- Country: India and Nepal
- State: Bihar and Madhesh Pradesh
- Region: Mithila
- District: Madhubani, Mahottari and Dhanusha
- Villages: Madhwapur, Rampur, Matihani, Mukhiyapatti Musharniya, Tulshiyahi
- Named after: Chhath Ghat for the friendship relation between India and Nepal

Government
- • Body: Bharat-Nepal Maitri Chhath Samiti

Dimensions
- • Length: 6 km (3.7 mi)
- Demonym: Maithil

= Bharat-Nepal Maitri Chhath Ghat =

Bharat-Nepal Maitri Chhath Ghat (Maithili: भारत नेपाल मैत्री छठ घाट) is a long Chhath Ghat located on the both side banks of the Dhouns river at the Indo-Nepal border near the Madhwapur-Matihani semi towns in the Mithila region of the Indian subcontinent.

== Etymology ==
The English translation of "Bharat-Nepal Maitri Chhath Ghat" is "Indo-Nepal Friendship Chhath Ghat". The term "Maitri" signifies to the message of further strengthen the centuries-old Beti-Roti (translation: Daughter-Bread) relationship between the two nations.

== Description ==
Bharat-Nepal Maitri Chhath Ghat is a famous Chhath Ghat in the Mithila region of the subcontinent. It is located at the Indo-Nepal International borderline near the Madhwapur-Matihani semi towns of the region. It stretched for about six kms on both banks of the Dhouns river.

During the Chhath festival, a huge number of Chhath Vrati from the both countries India and Nepal take holy bathes in the Dhouns river and offer Arghya of faith to the setting and the rising sun.

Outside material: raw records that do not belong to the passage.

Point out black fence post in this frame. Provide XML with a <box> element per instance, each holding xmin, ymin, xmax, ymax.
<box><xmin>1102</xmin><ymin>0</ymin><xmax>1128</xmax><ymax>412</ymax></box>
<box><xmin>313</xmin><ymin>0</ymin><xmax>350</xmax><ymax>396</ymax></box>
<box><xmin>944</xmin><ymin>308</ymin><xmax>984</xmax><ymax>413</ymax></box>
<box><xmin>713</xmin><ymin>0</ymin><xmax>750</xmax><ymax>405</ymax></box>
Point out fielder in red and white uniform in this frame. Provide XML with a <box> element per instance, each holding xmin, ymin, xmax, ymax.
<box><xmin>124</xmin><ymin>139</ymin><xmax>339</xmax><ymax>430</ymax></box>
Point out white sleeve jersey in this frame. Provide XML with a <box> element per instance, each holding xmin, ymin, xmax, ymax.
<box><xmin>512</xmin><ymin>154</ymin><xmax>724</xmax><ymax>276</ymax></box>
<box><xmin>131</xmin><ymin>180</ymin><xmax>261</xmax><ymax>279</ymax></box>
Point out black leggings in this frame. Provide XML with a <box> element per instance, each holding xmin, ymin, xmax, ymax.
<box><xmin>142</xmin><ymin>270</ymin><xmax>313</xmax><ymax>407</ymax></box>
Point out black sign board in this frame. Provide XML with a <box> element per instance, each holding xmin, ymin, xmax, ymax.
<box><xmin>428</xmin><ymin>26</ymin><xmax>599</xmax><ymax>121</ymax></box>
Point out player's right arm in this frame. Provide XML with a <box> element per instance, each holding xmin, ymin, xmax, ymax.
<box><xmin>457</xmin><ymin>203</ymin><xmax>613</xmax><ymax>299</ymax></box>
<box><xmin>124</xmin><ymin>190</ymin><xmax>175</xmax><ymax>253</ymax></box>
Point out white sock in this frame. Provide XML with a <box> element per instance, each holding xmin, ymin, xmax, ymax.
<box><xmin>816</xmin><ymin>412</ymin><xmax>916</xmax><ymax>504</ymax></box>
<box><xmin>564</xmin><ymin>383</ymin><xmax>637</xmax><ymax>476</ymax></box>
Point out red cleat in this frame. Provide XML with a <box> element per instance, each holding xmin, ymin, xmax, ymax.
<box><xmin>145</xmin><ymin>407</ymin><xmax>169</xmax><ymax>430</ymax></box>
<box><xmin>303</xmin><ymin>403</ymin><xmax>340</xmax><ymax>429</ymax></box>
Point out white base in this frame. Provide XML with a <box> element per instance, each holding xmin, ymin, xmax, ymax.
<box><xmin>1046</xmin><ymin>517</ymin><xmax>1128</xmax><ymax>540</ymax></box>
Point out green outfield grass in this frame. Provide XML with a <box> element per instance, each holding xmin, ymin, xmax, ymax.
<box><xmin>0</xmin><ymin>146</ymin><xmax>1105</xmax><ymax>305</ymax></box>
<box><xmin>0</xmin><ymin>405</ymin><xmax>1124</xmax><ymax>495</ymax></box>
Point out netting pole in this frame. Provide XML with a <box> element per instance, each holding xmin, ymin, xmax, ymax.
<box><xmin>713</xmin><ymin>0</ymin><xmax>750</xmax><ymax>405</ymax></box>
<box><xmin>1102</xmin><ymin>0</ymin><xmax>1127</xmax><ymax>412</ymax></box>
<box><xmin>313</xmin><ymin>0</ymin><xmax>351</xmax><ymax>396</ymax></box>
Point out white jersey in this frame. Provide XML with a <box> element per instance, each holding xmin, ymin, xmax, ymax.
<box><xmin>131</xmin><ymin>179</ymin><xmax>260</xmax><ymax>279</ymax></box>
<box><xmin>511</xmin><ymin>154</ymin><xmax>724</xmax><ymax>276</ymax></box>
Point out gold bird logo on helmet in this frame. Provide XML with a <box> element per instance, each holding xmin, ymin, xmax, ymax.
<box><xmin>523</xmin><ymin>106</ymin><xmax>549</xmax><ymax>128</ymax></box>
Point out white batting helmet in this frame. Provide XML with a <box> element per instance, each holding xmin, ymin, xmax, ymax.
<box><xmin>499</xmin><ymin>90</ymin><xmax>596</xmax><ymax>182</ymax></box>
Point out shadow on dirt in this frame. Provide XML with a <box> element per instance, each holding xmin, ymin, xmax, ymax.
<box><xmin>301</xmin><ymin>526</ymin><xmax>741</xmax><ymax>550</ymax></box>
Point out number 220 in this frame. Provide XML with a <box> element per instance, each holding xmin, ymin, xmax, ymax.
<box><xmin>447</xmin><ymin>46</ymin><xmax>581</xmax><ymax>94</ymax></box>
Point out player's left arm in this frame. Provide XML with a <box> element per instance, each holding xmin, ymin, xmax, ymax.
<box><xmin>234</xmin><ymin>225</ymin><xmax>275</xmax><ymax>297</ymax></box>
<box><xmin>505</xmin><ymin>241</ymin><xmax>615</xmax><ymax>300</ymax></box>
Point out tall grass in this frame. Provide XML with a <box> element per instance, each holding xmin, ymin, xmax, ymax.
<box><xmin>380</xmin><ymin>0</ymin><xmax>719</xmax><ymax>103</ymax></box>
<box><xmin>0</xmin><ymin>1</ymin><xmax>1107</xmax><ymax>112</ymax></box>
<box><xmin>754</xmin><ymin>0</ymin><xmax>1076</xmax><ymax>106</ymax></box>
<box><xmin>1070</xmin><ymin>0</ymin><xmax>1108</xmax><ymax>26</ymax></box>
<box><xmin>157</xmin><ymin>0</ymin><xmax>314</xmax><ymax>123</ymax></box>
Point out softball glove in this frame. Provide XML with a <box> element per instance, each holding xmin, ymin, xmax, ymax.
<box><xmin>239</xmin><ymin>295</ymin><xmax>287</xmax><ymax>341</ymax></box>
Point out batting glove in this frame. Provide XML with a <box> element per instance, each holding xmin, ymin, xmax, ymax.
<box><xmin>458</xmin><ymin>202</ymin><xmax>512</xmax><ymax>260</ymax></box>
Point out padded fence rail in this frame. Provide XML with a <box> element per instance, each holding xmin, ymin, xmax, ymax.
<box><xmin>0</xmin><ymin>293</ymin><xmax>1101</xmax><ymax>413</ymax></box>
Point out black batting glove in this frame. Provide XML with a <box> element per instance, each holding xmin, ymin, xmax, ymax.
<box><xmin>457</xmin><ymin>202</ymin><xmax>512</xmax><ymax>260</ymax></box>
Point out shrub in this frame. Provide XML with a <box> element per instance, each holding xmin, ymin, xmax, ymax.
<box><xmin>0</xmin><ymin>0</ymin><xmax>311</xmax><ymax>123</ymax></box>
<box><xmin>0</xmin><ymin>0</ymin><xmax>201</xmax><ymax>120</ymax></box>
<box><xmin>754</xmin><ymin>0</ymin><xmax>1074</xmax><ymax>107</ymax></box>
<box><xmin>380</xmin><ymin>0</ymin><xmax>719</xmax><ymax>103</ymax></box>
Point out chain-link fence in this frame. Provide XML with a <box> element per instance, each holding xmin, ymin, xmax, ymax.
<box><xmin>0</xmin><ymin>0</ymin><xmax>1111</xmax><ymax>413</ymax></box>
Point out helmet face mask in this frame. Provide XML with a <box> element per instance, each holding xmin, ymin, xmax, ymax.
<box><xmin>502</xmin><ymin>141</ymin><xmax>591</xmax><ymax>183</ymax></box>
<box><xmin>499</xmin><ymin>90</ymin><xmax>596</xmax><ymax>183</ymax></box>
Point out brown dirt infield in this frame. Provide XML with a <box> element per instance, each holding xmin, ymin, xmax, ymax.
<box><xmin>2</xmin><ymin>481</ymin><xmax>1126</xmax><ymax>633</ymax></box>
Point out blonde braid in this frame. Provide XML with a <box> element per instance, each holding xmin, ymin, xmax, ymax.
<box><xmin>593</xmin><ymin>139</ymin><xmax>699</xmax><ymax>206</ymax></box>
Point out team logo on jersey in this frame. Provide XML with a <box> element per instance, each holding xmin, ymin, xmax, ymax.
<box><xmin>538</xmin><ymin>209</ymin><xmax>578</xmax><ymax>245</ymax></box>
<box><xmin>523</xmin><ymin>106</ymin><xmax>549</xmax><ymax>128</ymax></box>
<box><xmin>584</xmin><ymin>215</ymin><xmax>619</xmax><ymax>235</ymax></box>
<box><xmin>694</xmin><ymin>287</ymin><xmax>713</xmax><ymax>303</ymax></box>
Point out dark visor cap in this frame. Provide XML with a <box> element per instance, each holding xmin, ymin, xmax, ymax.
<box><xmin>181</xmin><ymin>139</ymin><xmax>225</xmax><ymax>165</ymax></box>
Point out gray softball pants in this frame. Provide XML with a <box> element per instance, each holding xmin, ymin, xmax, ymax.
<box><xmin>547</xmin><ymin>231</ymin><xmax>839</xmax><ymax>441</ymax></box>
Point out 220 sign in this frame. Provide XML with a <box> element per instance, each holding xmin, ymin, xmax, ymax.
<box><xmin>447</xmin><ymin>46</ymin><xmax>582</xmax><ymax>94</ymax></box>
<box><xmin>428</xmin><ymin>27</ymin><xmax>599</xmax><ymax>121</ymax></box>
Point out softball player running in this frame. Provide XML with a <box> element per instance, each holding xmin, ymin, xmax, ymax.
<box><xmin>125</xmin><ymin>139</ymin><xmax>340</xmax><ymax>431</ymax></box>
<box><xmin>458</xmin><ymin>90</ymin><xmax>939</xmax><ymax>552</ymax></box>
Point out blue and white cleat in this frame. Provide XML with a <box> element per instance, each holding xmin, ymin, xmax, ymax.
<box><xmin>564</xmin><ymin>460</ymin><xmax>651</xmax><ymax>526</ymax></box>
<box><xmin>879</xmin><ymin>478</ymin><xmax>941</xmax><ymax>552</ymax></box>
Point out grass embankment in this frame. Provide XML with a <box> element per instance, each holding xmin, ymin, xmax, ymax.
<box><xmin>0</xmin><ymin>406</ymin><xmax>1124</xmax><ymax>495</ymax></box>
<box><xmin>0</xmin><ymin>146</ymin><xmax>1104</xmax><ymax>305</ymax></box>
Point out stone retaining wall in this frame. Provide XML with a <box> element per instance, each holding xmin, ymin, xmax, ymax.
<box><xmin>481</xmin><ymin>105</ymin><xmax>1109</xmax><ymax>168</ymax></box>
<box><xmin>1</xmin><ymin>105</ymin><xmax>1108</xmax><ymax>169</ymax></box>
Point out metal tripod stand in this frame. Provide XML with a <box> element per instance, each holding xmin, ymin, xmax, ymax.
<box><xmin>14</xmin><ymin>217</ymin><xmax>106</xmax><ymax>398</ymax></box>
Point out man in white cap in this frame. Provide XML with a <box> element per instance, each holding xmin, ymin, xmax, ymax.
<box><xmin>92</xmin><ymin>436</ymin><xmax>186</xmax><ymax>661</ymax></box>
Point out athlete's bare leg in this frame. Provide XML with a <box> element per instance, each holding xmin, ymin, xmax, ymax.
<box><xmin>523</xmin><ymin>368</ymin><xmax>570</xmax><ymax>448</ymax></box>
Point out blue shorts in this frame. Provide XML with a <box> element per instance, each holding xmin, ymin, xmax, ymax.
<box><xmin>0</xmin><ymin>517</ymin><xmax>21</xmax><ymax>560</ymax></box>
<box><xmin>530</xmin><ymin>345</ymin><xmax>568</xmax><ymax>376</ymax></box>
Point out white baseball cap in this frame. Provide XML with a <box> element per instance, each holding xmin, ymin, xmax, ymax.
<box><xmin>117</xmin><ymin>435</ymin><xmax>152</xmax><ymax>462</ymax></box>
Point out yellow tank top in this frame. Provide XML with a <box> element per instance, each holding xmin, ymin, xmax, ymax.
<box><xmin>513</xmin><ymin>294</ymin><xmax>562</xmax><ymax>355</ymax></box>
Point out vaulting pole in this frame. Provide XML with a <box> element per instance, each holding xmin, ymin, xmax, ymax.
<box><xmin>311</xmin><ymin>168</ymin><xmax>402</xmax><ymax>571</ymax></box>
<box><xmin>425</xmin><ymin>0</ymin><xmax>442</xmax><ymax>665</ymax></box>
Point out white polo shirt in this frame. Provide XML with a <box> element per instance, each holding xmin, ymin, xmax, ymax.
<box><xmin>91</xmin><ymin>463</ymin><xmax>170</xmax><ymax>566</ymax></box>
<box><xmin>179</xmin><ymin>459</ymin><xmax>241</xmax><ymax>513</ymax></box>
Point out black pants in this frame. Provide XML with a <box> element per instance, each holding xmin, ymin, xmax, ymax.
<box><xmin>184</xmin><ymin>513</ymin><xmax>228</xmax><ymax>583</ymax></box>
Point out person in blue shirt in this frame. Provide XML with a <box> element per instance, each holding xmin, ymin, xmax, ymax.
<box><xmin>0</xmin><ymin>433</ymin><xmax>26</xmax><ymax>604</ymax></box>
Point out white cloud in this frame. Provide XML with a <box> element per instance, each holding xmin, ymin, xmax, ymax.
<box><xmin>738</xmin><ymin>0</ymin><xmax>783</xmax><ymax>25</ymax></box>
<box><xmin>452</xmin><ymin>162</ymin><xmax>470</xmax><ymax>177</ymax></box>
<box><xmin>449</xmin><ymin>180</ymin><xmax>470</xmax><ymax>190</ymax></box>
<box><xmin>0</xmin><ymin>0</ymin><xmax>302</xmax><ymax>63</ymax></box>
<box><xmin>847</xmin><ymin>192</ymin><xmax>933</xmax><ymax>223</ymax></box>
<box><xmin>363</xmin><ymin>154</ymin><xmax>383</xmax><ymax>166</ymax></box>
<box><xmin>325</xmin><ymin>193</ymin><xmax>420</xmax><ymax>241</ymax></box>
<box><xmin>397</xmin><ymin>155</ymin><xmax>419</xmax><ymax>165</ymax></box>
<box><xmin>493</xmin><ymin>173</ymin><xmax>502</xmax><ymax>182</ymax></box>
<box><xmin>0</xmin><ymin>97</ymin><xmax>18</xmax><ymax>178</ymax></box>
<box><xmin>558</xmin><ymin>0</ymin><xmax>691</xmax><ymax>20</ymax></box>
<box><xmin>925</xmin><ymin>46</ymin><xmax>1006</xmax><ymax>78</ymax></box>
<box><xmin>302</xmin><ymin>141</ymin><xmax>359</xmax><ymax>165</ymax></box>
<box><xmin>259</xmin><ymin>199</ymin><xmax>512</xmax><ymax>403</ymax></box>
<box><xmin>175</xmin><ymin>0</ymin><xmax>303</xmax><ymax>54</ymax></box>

On the one side of the river Indian devotees and on the other side of the river Nepalese devotees offer the Arghya of faith. Devotees from Madhwapur, Rampur and Virit villages in the Indian border areas and similarly from Matihani, Tulshiyahi, Musaharniya in the Nepalese border areas majorly come here to celebrate the Chhath festival together staying at the same ghat on both sides of the river. In Nepal the Dhouns river is also called as Bigghi or Bigahi or Bagahi river. It is a major joint Chhath Puja Ghat constructed between India and Nepal for organizing and celebrating a common cultural festival between the two nations. The citizens of the two nations jointly come at the ghat to celebrate their common festival of Chhath Puja at its common river Dhouns.

During the festival of Chhath Puja, several attractive pandals are constructed on the both banks of the river. Around 50 thousands devotees participate the common Chhath Puja celebration on the banks of the river.